The house is overseen by John Jarndyce (Denis Lawson), a warmhearted gent who occasionally retires to a room he calls the ``Growlery'' to let off steam; these days he'd probably have a blog, though here he confines his audience to Esther.
'Bored to Death'
Martin is not a flawless beauty -- like several other characters a facial growth or two is in evidence -- yet she has a deeply dignified character. She also bears a burden: ``Your mother is your disgrace and you hers,'' a scolding hag tells her at show's start. Her desire to learn her mother's identity is ever on her mind.
Even more intriguing is Lady Dedlock (Gillian Anderson), a pale, haunted woman who looks as if she hasn't hosted a red corpuscle in decades. Although she professes to be "bored to death with my life,'' she takes a sudden interest in learning the identity of a court-document copyist whose handwriting she recognizes. This alerts family lawyer Tulkinghorn (Charles Dance) that something is up; he is pitiless in his pursuit of this mystery.
The episodes, which air each Sunday through Feb. 26, are meant to imitate the page-turning nature of the original work, which was serialized in 1852-53. Davies succeeds grandly. He, of course, had much to work with: a great plot and some of Dickens's most memorable characters.
Tulkinghorn is a ferocious lawyer whose family tree seems to have been populated by at least one pair of tarantulas. His pursuit of the copyist, a former soldier and current opium addict called Nemo (John Lynch), will eventually reveal a dark secret.
Krook (Johnny Vegas), the aptly named proprietor at Nemo's slum dwelling, is a half whisker from a heart attack, a half swallow from cirrhosis, and a full-time candidate for imprisonment. His theft of Nemo's secret letters is crucial to the plot's development.
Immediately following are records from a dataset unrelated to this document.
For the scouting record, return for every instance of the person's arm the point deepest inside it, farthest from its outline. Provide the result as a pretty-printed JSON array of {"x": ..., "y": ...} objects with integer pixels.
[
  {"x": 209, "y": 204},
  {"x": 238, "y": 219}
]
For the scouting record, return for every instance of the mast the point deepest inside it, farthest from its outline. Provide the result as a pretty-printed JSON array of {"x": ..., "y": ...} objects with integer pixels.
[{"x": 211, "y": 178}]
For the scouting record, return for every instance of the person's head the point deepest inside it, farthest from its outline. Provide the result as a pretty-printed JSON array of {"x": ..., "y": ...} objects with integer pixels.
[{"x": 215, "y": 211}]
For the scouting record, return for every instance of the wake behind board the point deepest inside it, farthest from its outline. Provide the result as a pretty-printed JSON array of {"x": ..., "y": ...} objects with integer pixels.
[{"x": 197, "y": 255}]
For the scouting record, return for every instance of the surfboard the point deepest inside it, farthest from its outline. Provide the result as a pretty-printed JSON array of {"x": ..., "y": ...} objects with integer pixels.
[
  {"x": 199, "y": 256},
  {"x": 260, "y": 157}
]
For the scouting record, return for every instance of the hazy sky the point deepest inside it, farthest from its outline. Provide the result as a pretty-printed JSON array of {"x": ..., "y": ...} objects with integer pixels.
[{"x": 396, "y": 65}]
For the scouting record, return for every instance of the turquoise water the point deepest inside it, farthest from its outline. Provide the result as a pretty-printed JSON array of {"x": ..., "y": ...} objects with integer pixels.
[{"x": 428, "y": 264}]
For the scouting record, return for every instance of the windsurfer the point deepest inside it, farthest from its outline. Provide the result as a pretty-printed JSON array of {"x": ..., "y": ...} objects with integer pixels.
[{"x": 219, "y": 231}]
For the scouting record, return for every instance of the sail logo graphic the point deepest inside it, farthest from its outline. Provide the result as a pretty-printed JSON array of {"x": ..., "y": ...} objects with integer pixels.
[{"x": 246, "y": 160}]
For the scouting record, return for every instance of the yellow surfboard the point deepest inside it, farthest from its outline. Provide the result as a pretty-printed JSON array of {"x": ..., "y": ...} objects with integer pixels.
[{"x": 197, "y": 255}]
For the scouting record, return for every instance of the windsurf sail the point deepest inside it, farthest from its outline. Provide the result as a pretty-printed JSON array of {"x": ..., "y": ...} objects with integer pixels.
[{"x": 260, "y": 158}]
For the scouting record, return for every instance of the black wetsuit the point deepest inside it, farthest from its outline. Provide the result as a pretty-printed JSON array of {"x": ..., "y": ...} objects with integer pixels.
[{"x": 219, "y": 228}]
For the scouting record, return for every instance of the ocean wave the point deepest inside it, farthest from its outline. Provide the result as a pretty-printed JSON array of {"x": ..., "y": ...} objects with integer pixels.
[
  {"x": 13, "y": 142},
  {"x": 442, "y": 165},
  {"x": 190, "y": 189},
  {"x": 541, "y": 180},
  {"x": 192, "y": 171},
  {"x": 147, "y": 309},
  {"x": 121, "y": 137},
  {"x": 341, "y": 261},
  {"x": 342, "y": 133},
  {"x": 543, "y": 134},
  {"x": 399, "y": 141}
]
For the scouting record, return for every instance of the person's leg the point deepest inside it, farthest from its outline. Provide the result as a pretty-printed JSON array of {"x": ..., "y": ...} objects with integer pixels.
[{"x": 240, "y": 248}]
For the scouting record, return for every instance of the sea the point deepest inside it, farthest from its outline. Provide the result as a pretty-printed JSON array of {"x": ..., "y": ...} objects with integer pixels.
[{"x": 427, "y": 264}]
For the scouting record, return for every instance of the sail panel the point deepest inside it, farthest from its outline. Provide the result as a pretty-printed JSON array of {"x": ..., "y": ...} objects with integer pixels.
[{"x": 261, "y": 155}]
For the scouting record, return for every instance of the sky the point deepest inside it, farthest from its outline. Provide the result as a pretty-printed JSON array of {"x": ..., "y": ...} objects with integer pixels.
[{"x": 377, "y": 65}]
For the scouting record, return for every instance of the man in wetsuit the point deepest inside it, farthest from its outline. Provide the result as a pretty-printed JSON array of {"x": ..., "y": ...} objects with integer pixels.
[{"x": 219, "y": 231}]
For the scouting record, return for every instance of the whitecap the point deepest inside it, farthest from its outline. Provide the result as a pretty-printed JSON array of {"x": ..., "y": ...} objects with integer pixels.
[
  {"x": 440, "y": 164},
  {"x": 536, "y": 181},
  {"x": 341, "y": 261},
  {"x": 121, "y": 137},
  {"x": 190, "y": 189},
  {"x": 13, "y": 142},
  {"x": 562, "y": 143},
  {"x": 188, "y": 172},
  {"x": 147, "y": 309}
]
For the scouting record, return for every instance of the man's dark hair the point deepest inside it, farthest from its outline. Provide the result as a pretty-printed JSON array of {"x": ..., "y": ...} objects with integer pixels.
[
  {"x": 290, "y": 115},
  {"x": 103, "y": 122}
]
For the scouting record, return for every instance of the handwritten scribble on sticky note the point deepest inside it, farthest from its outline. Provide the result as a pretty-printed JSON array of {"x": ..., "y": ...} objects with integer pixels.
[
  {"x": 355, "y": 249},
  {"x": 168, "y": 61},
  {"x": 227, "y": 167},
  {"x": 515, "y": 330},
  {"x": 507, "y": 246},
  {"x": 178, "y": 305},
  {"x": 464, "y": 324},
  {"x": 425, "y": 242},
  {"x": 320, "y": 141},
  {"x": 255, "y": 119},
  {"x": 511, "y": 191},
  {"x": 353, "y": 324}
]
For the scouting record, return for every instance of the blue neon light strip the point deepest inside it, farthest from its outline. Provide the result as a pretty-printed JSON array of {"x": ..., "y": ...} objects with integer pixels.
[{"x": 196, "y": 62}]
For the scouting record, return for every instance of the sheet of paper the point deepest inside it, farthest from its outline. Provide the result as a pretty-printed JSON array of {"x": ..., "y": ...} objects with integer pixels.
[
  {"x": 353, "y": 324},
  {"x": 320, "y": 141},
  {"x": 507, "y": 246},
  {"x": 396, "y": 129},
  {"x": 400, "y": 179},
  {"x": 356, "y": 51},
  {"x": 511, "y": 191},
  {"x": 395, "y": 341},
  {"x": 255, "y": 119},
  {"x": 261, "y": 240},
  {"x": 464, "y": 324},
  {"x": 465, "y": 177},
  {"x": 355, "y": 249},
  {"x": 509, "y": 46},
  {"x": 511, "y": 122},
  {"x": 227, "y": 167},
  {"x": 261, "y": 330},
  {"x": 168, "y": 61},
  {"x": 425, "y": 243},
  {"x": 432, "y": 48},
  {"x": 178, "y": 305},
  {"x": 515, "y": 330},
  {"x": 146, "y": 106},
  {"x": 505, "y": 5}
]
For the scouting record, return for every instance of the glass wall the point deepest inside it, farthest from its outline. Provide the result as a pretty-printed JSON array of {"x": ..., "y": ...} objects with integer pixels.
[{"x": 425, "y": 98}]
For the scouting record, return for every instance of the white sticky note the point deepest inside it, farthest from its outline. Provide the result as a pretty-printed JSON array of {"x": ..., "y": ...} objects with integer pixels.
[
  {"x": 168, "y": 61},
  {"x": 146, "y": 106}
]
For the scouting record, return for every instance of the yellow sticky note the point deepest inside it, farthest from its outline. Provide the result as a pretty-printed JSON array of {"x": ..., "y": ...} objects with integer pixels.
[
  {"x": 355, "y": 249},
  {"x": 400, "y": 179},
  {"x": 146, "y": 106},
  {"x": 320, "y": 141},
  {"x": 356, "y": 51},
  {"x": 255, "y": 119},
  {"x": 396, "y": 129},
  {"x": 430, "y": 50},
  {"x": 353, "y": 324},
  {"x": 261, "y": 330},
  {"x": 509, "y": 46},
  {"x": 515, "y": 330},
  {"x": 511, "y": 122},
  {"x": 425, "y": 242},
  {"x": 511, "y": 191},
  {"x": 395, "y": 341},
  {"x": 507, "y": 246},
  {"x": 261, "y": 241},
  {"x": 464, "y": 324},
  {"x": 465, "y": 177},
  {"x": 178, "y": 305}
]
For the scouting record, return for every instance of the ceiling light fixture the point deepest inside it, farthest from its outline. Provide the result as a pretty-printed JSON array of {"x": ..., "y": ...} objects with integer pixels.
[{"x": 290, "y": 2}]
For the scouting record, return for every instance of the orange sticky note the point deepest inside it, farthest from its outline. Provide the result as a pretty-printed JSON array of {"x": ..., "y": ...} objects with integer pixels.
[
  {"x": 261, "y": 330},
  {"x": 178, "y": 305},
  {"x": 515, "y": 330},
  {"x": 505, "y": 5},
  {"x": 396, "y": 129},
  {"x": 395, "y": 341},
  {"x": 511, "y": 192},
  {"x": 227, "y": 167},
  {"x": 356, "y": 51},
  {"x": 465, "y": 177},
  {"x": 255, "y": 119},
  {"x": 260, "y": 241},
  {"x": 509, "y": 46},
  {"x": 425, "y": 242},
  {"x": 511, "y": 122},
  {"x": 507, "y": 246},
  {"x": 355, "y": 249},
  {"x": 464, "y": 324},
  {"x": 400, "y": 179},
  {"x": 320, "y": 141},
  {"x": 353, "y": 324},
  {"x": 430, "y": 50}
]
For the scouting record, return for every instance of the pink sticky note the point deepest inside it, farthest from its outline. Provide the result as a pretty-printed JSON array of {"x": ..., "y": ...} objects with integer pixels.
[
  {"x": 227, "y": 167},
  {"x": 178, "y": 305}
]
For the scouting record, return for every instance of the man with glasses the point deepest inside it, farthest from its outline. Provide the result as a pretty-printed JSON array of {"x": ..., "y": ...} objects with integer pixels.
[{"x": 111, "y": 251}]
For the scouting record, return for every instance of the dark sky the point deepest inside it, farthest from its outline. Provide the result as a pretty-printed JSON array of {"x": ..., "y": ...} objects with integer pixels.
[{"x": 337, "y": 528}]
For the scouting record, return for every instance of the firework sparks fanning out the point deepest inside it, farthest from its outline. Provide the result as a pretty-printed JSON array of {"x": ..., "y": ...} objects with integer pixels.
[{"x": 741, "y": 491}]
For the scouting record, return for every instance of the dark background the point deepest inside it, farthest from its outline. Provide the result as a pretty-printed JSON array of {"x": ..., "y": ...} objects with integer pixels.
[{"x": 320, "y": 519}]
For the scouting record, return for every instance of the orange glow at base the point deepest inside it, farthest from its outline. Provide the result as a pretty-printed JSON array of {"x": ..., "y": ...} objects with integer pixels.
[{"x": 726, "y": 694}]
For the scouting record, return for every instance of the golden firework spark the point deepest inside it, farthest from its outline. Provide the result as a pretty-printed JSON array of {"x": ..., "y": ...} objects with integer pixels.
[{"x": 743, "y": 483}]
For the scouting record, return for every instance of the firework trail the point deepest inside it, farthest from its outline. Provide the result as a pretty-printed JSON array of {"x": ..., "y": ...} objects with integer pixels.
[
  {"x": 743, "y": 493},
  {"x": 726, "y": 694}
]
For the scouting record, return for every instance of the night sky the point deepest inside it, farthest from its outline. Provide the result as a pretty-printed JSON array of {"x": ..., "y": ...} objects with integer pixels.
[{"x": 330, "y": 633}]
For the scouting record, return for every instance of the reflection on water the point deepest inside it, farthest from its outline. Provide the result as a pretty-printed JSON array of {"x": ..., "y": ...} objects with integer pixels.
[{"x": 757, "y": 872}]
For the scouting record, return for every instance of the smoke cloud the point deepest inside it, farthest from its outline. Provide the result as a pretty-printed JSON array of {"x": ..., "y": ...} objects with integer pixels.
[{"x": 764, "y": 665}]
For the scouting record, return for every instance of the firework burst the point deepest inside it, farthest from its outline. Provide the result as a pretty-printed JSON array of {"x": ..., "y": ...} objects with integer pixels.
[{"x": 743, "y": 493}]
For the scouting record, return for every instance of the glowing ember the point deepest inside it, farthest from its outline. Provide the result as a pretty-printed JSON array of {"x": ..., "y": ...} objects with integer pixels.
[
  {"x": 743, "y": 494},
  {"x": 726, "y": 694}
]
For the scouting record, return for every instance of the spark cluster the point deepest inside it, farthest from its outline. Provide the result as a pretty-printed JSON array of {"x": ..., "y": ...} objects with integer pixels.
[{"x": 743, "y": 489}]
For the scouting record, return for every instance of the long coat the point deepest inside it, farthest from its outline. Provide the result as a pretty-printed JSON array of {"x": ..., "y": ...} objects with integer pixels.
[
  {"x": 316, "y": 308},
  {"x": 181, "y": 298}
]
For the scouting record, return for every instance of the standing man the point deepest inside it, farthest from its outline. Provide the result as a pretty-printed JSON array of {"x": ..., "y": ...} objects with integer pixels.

Guppy (Burn Gorman), who deeply desires the hand (among other things) of Esther, starts out respectable enough, but soon becomes a stalker with a malevolent glint to his eye. Harold Skimpole (Nathaniel Parker), one of English literature's premier leeches, comes off as a parasite without equal.
"Possessions are nothing to me,'' he chirps while downing yet another load of free chow, compliments of John Jarndyce.
"I have no aptitude for work,'' he adds. Skimpole does admit to being a doctor ``for a time,'' which one suspects resulted in a fatality or two.
Then there's Mrs. Jellyby (Liza Tarbuck), the do-gooder whose compassion does not extend to her own children; they look as if they just climbed out of a dumpster. Her obsession with saving Africa blinds her to her children's simplest needs.
"No pee pee, not on any account,'' bellows this dumpling of a woman, who appears to consume enough victuals to feed a medium-sized village. "Mama is busy!''
Indeed, there are many blimps in this massive production, which boasts 80 speaking parts, along with first-rate set scenes, especially forays into the slums. The street urchins look as if they rose from the mud or at best house themselves in chimneys. The sense of bottomless despair is as thick as the ever-present fog.
In one tenement we find a man who had "been drunk three days'' and sobered up only because he ran out of money; he has beaten his wife, whose child dies in her arms. Elsewhere in this cauldron of hopelessness, three children try desperately to stay out of the orphanages Dickens railed against in other works; we are reminded that his final act on earth was said to have been the shedding of a massive tear.
One assumes the great author would be pleased with this handling of what many consider to be his best book. Viewers will have a difficult time not getting hooked early; some may remember that one character departs the drama in the most notable case of "spontaneous combustion'' in all of literature.
A brilliant exit in a brilliant work.